Source: projects/landscape/ape.yml

Positioning

An autonomous system that generates empirical economic policy research papers end-to-end from publicly available data, then scores them via a TrueSkill tournament in which AI-generated papers compete head-to-head against peer-reviewed human benchmarks from AER and AEJ:Policy (judged by Gemini 3.1 Flash Lite). The motivating problem: "Most policies — probably millions of them globally — are never rigorously evaluated."

Distinctive contribution

Combines autonomous research generation with an explicit human-benchmark tournament — most catalog projects do one or the other. The TrueSkill ranking + AER/AEJ:Policy benchmark set is a reusable evaluation harness; everything (papers, code, data, failures) is published transparently.
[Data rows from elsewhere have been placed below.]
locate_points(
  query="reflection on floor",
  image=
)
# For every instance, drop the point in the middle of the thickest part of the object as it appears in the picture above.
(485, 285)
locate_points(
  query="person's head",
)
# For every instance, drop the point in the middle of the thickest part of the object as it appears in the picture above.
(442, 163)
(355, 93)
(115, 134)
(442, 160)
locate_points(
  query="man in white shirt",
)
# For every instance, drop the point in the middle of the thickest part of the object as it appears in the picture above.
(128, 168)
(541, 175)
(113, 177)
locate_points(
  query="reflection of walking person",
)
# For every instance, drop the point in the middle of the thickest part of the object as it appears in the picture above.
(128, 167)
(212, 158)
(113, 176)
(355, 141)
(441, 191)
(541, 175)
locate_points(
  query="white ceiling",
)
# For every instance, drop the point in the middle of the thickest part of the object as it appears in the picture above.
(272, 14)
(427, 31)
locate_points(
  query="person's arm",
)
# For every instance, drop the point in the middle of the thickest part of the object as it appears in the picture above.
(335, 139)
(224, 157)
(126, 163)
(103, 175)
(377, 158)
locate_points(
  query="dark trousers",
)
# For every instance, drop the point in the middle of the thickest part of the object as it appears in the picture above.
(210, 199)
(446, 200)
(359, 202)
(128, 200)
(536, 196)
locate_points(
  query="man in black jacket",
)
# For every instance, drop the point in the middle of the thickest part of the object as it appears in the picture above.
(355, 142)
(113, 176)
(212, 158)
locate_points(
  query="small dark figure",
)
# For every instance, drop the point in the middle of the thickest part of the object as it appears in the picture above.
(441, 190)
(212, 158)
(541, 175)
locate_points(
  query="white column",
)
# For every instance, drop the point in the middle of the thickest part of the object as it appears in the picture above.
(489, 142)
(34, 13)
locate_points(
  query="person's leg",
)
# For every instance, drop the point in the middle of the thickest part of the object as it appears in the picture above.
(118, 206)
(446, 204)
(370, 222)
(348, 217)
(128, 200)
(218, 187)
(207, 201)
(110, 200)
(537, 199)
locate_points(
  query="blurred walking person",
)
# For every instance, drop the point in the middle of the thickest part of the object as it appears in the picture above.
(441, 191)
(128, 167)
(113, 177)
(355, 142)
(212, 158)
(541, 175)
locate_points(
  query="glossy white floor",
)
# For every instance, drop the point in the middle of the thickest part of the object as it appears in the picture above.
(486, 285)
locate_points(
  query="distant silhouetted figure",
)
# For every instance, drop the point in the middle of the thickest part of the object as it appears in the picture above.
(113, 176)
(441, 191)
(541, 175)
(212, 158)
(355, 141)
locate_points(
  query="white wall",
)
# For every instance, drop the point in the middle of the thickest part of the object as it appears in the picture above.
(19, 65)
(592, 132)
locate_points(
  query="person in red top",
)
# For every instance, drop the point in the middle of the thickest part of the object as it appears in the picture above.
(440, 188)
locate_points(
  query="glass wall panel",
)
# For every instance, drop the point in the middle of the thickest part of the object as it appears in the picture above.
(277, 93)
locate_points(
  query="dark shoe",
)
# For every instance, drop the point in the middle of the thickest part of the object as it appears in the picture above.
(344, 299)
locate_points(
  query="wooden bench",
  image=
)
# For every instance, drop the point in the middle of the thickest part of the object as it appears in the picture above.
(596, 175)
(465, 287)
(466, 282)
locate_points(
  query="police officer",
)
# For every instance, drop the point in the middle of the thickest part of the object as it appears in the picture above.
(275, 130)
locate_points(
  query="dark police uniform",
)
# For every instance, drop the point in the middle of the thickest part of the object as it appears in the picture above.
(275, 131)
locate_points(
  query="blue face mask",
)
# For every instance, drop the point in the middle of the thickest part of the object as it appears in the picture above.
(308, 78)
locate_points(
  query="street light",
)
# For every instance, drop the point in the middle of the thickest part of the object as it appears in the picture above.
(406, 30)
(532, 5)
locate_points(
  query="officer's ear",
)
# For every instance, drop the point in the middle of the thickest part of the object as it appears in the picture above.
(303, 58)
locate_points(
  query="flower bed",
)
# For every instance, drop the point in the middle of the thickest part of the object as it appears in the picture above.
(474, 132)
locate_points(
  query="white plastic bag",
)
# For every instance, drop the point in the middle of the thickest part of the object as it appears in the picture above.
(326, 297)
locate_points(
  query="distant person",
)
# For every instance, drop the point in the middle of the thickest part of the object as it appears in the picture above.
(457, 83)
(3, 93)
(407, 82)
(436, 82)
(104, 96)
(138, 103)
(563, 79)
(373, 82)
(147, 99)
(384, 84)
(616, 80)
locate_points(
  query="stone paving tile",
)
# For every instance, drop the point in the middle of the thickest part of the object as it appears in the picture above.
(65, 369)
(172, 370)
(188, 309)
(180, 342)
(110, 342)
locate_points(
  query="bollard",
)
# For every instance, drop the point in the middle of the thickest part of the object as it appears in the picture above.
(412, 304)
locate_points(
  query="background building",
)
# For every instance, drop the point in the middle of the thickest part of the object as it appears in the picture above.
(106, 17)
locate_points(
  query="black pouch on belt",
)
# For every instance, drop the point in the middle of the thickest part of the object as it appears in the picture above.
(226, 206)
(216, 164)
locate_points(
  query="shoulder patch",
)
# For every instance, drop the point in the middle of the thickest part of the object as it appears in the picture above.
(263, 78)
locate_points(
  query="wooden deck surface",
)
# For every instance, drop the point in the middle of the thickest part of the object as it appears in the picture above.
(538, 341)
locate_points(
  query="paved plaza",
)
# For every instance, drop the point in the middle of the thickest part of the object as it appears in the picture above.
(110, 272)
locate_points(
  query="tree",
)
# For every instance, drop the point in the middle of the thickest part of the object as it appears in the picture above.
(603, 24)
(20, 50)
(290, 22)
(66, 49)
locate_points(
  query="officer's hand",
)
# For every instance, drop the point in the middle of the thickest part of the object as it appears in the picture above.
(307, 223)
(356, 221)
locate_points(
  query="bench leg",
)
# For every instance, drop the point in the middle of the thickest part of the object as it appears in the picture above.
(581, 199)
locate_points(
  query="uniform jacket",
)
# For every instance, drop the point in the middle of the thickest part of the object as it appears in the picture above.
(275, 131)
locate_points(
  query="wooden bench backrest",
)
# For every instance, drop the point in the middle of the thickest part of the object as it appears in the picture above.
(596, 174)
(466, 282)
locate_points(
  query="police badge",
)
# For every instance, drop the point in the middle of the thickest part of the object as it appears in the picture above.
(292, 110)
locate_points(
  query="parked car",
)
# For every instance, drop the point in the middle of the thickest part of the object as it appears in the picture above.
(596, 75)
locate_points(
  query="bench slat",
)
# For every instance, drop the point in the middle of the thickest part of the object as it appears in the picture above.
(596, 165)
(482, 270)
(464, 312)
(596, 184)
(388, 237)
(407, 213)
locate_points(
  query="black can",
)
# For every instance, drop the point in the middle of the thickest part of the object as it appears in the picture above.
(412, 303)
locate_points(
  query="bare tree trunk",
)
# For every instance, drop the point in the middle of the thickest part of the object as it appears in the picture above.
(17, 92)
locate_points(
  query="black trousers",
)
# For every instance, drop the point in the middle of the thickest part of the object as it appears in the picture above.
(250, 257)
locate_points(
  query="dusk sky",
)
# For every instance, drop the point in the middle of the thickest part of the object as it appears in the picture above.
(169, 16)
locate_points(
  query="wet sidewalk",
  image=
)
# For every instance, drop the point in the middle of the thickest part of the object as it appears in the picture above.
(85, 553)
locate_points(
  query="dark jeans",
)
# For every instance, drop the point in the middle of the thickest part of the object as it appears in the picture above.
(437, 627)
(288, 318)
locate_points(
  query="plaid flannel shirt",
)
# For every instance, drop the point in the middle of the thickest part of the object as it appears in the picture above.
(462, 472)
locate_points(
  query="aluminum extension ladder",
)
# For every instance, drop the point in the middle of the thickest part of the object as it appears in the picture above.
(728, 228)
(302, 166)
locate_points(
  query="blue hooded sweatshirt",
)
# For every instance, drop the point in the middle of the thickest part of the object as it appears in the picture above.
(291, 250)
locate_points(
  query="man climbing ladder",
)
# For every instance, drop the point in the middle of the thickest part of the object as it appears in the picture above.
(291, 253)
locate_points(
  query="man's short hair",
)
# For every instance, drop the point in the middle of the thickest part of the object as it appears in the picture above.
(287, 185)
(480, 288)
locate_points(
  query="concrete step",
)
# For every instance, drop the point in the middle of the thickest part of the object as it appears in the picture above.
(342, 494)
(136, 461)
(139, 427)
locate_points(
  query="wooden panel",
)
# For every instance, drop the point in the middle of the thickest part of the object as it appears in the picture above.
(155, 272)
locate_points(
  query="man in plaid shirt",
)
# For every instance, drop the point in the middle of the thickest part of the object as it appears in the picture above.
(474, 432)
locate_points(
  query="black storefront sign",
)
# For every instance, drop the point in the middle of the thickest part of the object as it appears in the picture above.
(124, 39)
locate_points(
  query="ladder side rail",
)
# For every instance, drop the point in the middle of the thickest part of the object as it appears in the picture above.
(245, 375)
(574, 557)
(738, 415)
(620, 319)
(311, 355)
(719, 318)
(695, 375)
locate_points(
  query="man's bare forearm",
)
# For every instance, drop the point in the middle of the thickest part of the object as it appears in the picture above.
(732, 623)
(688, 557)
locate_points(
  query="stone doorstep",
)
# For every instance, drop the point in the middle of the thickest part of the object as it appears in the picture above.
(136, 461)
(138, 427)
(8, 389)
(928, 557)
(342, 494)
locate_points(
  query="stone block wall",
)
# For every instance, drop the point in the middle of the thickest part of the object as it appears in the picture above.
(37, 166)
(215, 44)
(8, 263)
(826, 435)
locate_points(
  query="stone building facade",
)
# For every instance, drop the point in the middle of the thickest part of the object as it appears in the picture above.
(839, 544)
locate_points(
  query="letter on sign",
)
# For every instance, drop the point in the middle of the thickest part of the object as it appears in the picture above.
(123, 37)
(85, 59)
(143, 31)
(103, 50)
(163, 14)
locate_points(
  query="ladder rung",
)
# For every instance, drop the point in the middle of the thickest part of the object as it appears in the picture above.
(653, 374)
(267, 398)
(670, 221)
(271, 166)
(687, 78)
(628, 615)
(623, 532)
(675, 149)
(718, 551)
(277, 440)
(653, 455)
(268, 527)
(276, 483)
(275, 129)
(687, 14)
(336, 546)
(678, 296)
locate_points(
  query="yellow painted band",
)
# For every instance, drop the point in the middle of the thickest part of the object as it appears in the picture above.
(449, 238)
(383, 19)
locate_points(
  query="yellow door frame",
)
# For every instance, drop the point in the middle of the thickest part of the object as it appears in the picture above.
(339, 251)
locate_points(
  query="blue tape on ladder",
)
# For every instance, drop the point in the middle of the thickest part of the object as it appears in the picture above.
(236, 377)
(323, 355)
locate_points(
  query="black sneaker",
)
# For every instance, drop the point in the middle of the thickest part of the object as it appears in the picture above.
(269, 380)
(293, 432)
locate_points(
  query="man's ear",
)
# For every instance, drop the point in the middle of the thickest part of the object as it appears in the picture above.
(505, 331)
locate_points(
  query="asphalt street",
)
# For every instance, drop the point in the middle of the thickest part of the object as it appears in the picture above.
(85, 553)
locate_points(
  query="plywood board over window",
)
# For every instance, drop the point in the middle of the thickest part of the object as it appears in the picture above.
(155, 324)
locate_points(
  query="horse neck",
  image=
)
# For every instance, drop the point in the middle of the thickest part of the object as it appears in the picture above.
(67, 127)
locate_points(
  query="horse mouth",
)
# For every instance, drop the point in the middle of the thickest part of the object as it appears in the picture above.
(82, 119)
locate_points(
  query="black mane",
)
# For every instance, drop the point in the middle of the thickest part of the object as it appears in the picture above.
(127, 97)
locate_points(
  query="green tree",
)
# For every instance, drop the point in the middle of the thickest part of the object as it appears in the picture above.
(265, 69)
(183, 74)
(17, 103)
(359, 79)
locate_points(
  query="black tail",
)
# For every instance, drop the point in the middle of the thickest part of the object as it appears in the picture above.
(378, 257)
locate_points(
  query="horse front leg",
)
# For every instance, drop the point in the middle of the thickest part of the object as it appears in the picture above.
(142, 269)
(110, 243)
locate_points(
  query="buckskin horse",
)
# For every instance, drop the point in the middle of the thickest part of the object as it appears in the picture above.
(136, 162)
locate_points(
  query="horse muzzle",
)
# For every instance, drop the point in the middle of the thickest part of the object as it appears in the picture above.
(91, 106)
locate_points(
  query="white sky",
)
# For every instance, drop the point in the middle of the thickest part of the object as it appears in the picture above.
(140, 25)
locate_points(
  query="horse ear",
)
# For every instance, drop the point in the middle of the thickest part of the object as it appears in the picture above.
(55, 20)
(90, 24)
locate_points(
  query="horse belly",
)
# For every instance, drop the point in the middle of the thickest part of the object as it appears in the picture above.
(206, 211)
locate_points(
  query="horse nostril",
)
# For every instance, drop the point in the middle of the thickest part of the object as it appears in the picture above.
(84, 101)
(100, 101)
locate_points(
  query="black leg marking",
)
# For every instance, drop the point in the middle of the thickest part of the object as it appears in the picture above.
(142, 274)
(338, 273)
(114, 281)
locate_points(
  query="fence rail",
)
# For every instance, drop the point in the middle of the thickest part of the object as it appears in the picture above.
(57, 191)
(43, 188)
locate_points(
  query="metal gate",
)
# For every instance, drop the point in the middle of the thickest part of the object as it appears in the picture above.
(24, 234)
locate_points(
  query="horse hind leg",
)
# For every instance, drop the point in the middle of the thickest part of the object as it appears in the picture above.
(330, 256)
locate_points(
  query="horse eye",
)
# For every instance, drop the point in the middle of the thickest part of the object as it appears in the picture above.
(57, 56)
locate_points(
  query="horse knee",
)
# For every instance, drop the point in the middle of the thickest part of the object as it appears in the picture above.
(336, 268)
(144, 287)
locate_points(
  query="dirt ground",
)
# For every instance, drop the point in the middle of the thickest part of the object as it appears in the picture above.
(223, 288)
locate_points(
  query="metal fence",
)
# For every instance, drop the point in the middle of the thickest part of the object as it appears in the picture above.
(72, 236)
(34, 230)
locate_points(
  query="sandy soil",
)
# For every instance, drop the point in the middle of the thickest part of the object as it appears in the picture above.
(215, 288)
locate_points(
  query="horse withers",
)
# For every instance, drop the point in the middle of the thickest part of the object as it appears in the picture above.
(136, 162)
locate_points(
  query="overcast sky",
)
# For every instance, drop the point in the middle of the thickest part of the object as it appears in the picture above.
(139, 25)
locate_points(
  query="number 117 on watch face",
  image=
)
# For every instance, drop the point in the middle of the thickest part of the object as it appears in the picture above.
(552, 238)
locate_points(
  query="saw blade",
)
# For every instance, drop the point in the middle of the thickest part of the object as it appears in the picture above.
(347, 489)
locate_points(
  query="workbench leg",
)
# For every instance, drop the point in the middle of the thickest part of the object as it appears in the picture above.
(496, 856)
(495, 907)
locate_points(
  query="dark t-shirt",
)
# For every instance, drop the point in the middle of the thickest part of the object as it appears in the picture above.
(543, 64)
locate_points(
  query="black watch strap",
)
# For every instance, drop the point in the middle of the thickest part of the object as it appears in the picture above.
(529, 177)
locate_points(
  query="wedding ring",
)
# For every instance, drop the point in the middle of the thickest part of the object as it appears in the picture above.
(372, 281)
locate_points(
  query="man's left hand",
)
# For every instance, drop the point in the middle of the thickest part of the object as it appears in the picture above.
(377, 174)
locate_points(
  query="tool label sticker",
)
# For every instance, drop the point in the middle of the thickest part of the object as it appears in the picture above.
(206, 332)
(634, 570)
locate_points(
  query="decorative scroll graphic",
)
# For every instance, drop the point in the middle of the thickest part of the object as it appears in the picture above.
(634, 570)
The project explicitly disclaims policy use: "None of the generated papers have been peer-reviewed and should not be used for evidence-based policy making."

Evaluation scores

Dimension Score (0–3) Note
Lifecycle coverage 3 Eight stages from hypothesis through replication-verification; full end-to-end loop.
Autonomy level 3 Generates papers autonomously without per-step human approval.
Architectural transparency 3 Stated commitment: 'everything is public — papers, code, data, failures.' TrueSkill scoring + benchmark set are open.
Inputs supported 2 Policy-question inputs; integrates public-data sources; uses AER / AEJ:Policy corpus as benchmark.
Outputs / reproducibility 3 Replication-verification step: 'Checks whether code executes and outputs match.' Full artifact transparency by design.
Internal evaluation 3 Tournament evaluation against peer-reviewed human-benchmark papers from top economics journals — strongest internal-eval design in the catalog.
Openness 3 Fully open: papers, code, data, failures.
Maturity / traction 1 Active hosted project in 2026; adoption / external use signals not yet clear.
Cross-family policy 1 Judge is Gemini 3.1 Flash Lite, distinct from execution back-end — implicit cross-family setup.
Runtime assurance 2 TrueSkill tournament vs human benchmarks + replication-verification step (code-execution + output-match check).
Cross-platform portability 1 Hosted service; back-end choice is the maintainers', not user-facing.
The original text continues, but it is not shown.